TikTok unveiled new shopping features for brands on Tuesday (Sept. 28), positioning it to compete with the largest social media companies on e-commerce.
The Chinese company, owned by ByteDance, has been steadily rolling out shopping features over the last year, partnering with Shopify and Walmart among others. Now, TikTok is giving marketers a suite of shopping tools including shoppable links, livestream shopping, and product galleries in ads. TikTok Shopping first piloted in the US, UK, and Canada in August.
This functionality pits TikTok against Facebook, Instagram, and Pinterest, which dominate US social commerce, effectively the buying and selling of products through social media. According to the research firm Insider Intelligence, Facebook will sell to 56.1 million users in 2021 on its main app and to 32.4 million on Instagram. Pinterest will attract the third-most buyers with 13.9 million expected, the research firm said.
Mike Proulx, vice president and research director at the research firm Forrester, said in an interview that social commerce is becoming “much more of a native user experience within social media apps.” Forrester research shows 38% of US adults buy products monthly on social media.

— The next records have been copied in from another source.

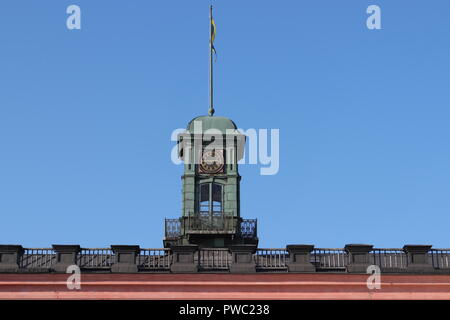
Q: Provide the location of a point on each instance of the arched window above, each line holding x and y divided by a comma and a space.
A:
211, 199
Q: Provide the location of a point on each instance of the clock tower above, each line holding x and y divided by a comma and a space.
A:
210, 149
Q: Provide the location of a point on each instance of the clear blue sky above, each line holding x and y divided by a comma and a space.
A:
86, 118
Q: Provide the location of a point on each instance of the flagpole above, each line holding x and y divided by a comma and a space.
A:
211, 92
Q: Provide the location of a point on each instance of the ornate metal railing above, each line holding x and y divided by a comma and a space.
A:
172, 228
271, 259
210, 224
220, 259
248, 228
214, 259
227, 223
154, 259
37, 258
329, 259
440, 258
95, 258
389, 258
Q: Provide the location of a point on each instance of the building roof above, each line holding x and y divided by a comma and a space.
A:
211, 122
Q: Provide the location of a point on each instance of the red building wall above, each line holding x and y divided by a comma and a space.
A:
224, 286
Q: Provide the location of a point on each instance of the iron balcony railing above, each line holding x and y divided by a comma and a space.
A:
95, 258
272, 259
154, 259
246, 228
440, 258
214, 259
328, 259
37, 258
220, 259
389, 259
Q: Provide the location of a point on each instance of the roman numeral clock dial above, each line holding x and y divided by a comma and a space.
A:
212, 161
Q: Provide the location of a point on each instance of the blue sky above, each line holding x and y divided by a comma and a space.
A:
86, 117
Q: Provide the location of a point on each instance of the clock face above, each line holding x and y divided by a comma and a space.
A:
212, 161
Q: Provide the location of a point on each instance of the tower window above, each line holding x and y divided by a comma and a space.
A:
211, 199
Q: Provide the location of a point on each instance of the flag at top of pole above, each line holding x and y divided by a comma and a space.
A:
212, 51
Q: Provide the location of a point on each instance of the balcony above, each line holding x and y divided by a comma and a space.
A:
220, 224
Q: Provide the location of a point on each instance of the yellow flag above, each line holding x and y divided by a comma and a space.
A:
213, 34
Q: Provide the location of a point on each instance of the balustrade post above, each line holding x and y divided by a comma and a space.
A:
358, 256
125, 258
417, 258
66, 255
242, 258
300, 258
10, 257
183, 259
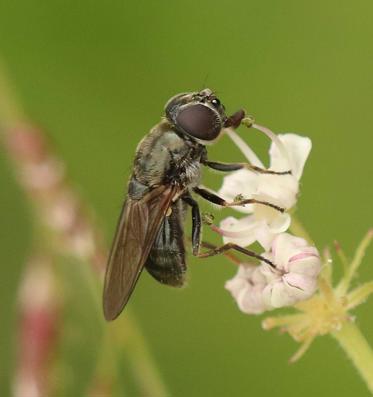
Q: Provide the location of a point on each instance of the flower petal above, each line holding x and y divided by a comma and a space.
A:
239, 231
243, 182
298, 148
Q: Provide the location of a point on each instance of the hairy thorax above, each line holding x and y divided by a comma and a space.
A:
164, 156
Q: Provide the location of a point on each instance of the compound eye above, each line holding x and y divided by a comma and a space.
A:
215, 102
199, 121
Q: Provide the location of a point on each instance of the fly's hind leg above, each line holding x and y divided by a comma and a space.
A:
227, 167
231, 246
196, 223
215, 199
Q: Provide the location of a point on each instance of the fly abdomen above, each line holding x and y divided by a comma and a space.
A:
166, 261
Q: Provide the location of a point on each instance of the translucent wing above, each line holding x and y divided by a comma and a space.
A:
138, 225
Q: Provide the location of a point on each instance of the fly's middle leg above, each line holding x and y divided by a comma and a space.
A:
196, 223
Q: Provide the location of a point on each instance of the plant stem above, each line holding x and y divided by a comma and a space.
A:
357, 348
146, 374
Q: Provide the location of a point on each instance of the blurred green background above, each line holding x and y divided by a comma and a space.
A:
96, 75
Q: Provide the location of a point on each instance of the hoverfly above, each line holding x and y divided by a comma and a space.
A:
167, 169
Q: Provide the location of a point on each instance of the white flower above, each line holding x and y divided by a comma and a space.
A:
292, 278
287, 152
247, 289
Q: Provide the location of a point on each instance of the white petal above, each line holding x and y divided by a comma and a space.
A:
280, 189
310, 266
246, 288
280, 223
243, 182
276, 295
300, 286
251, 301
298, 149
286, 246
239, 231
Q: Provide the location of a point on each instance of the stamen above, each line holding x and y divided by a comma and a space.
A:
228, 233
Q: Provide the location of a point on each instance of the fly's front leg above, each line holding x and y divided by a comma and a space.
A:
196, 223
215, 199
231, 246
227, 167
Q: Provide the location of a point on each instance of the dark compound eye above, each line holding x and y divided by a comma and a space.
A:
199, 121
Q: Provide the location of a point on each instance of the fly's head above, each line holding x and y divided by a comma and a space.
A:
199, 115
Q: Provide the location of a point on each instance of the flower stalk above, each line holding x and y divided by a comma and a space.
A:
319, 311
357, 349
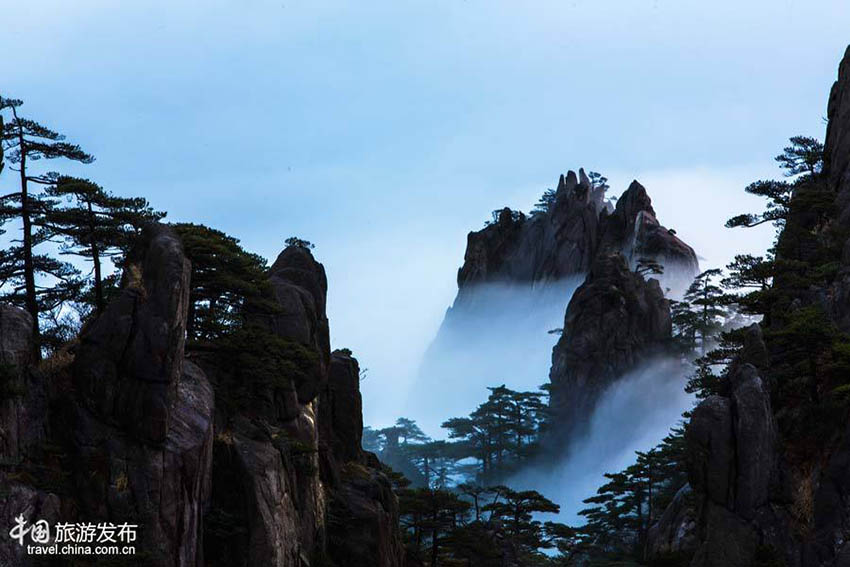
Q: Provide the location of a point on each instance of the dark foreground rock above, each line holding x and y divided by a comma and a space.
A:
126, 427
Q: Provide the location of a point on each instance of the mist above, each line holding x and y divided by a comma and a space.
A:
634, 414
494, 334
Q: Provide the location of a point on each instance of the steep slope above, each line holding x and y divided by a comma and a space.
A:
615, 320
216, 461
516, 280
769, 456
563, 241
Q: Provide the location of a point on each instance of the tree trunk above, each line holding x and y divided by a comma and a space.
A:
31, 299
95, 254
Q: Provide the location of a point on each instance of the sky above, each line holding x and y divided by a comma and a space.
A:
384, 131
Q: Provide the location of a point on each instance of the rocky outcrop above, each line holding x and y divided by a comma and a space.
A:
735, 513
22, 395
615, 320
837, 169
143, 428
216, 464
129, 362
539, 248
516, 279
634, 229
292, 485
564, 240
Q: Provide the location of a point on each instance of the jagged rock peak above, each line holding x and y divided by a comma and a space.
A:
614, 321
561, 241
130, 359
837, 145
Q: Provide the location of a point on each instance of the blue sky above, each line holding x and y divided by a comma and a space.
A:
384, 131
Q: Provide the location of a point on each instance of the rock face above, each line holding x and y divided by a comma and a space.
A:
738, 510
130, 360
142, 432
837, 167
151, 435
283, 491
614, 321
564, 241
756, 502
515, 282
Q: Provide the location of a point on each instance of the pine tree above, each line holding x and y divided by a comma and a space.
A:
517, 511
96, 225
697, 316
25, 141
804, 155
227, 282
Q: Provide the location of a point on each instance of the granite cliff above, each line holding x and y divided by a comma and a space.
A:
768, 480
126, 425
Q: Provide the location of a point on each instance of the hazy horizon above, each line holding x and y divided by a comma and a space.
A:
384, 132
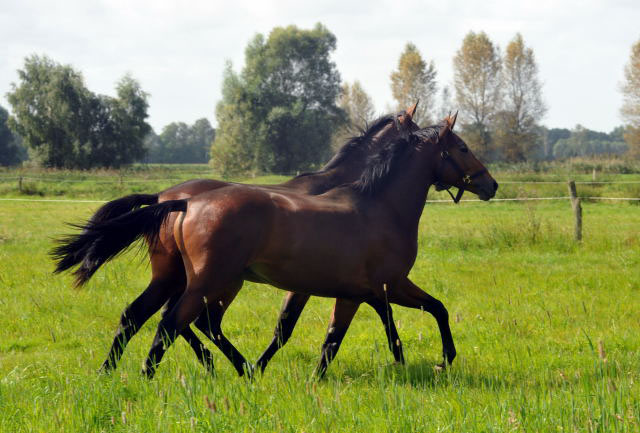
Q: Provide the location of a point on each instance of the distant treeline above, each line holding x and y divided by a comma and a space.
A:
287, 110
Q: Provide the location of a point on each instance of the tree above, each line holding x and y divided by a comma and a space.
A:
67, 126
631, 105
357, 105
279, 113
11, 151
445, 106
180, 143
476, 80
516, 124
415, 80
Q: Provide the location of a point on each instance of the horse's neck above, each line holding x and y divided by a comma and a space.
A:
406, 193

Claiming 1 billion global users as of this week, TikTok poses a rising threat to Facebook in one of the most important potential growth areas for both companies.

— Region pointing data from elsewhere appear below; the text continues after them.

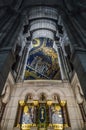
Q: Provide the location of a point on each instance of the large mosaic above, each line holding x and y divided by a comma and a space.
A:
42, 61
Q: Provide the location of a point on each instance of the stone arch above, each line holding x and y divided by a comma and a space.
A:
40, 91
60, 94
26, 91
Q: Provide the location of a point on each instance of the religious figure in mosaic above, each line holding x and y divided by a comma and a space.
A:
26, 118
57, 116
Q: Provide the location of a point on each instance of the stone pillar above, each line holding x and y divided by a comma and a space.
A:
10, 27
61, 63
65, 115
76, 28
20, 112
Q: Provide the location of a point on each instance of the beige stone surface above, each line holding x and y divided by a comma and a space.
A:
63, 89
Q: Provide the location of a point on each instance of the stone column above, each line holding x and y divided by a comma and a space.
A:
10, 27
20, 112
61, 63
65, 115
76, 28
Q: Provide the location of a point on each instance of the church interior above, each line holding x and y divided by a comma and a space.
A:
42, 65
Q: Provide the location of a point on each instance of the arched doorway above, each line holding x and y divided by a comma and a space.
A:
42, 114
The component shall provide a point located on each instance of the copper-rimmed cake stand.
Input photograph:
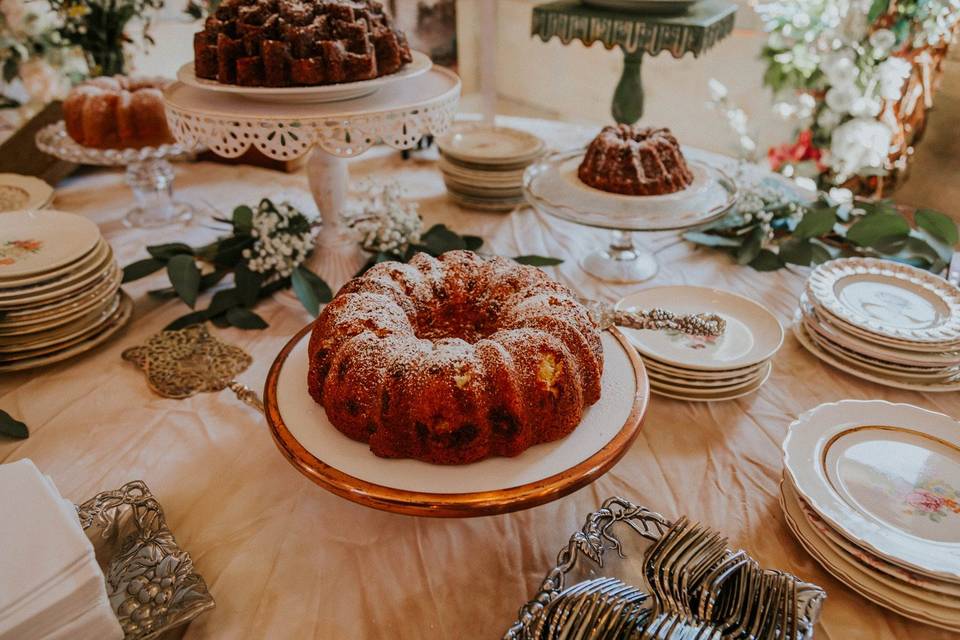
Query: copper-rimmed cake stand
(398, 114)
(540, 474)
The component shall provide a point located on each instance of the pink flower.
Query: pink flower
(925, 500)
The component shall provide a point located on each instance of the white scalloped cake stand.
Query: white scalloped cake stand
(398, 115)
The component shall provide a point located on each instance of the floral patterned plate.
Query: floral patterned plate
(753, 334)
(34, 242)
(886, 476)
(899, 597)
(888, 299)
(19, 192)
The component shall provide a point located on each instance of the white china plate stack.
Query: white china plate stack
(872, 491)
(883, 321)
(483, 166)
(59, 288)
(701, 369)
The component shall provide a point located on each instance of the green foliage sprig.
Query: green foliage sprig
(195, 270)
(234, 254)
(439, 239)
(11, 427)
(772, 230)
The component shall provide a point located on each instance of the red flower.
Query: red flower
(800, 151)
(925, 500)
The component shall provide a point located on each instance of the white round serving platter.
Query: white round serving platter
(883, 591)
(925, 587)
(32, 242)
(490, 145)
(710, 395)
(18, 192)
(753, 334)
(544, 472)
(888, 298)
(836, 333)
(74, 346)
(807, 342)
(869, 468)
(306, 95)
(552, 184)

In the US, social commerce is still nascent compared to China. Chinese consumers will spend about $351 billion on purchases mediated by social media in 2021, Insider Intelligence projects, while Americans will spend about $37 billion. It’s a growing sector: social commerce sales are expected to rise 36% in the US this year.
WeChat, the ubiquitous chat app owned by Tencent, dominates social commerce in China. But ByteDane tripled its sales on Douyin, TikTok’s counterpart in China, to $77 billion in 2020, according to one Chinese media outlet. While livestream shopping in the US focuses on apparel and beauty, Chinese consumers are accustomed to buying everyday goods like groceries and meals off of influencer-led live streams. It’s uncertain that those habits will translate to the US market, but social commerce is widely considered a promising slice of growing e-commerce sales.

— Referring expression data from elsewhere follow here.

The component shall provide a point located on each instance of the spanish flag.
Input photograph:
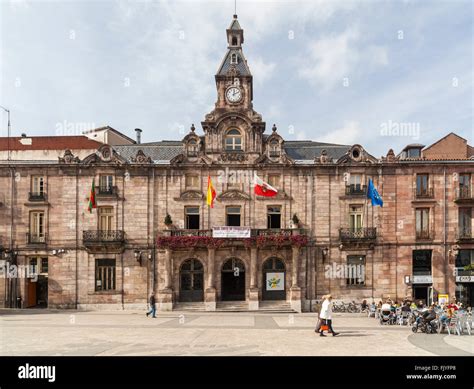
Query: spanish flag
(211, 193)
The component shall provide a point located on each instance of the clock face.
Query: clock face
(233, 94)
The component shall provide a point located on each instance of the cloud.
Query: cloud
(334, 57)
(350, 133)
(261, 70)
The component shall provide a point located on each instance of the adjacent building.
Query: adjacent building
(152, 229)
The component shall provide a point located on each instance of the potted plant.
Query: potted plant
(168, 221)
(295, 221)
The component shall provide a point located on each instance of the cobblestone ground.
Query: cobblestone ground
(41, 332)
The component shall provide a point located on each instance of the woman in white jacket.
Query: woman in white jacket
(325, 316)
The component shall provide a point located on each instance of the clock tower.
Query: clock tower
(233, 130)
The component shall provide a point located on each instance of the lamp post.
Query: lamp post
(9, 129)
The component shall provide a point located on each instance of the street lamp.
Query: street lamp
(9, 129)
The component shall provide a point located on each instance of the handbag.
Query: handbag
(324, 325)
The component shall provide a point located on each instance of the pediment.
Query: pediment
(280, 196)
(105, 154)
(190, 195)
(233, 194)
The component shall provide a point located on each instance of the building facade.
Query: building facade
(152, 229)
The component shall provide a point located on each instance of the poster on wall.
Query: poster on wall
(443, 299)
(275, 281)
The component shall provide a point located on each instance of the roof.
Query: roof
(235, 25)
(308, 150)
(105, 128)
(241, 65)
(76, 142)
(157, 151)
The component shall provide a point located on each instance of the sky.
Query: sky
(382, 74)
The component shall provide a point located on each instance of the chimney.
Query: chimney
(139, 135)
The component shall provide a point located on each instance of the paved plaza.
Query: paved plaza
(73, 333)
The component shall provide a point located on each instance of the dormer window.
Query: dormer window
(414, 153)
(233, 140)
(192, 148)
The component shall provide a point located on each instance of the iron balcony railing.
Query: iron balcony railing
(103, 236)
(356, 190)
(36, 196)
(464, 233)
(424, 193)
(36, 238)
(464, 193)
(253, 232)
(423, 235)
(363, 233)
(107, 191)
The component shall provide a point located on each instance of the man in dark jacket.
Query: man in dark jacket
(152, 302)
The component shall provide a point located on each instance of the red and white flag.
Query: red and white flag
(264, 189)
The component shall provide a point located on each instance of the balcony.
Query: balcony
(263, 238)
(356, 190)
(423, 194)
(37, 196)
(36, 239)
(463, 195)
(463, 275)
(359, 234)
(464, 234)
(423, 235)
(99, 241)
(107, 191)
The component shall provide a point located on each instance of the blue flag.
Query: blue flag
(373, 195)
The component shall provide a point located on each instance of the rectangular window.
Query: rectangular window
(233, 216)
(422, 223)
(422, 181)
(106, 218)
(464, 185)
(192, 218)
(33, 266)
(274, 180)
(106, 183)
(421, 262)
(37, 185)
(44, 265)
(104, 274)
(355, 181)
(191, 181)
(274, 217)
(355, 272)
(37, 227)
(464, 258)
(355, 218)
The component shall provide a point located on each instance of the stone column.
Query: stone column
(253, 290)
(295, 290)
(165, 296)
(210, 295)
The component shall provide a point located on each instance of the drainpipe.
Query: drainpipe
(445, 210)
(76, 303)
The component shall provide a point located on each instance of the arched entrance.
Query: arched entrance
(191, 277)
(273, 286)
(233, 280)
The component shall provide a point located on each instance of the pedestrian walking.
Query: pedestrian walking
(325, 317)
(152, 302)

Since it rose to prominence in the US, TikTok has played a small but growing role as a recommendation engine for shoppers. While dwarfed by direct sales from competing platforms, viral posts on the platform have driven huge sales for a few products: CeraVe skin products, a cleaning paste called The Pink Stuff, catnip called Cat Crack and certain pair of now-famous leggings.
One of the company’s new slogans, “TikTok Made Me Buy It,” has become a rallying cry for creators trying out viral products, but until now the company has not equipped businesses with the tools to actually sell direct to consumers. That’s finally changing as US customers become increasingly comfortable shopping on social.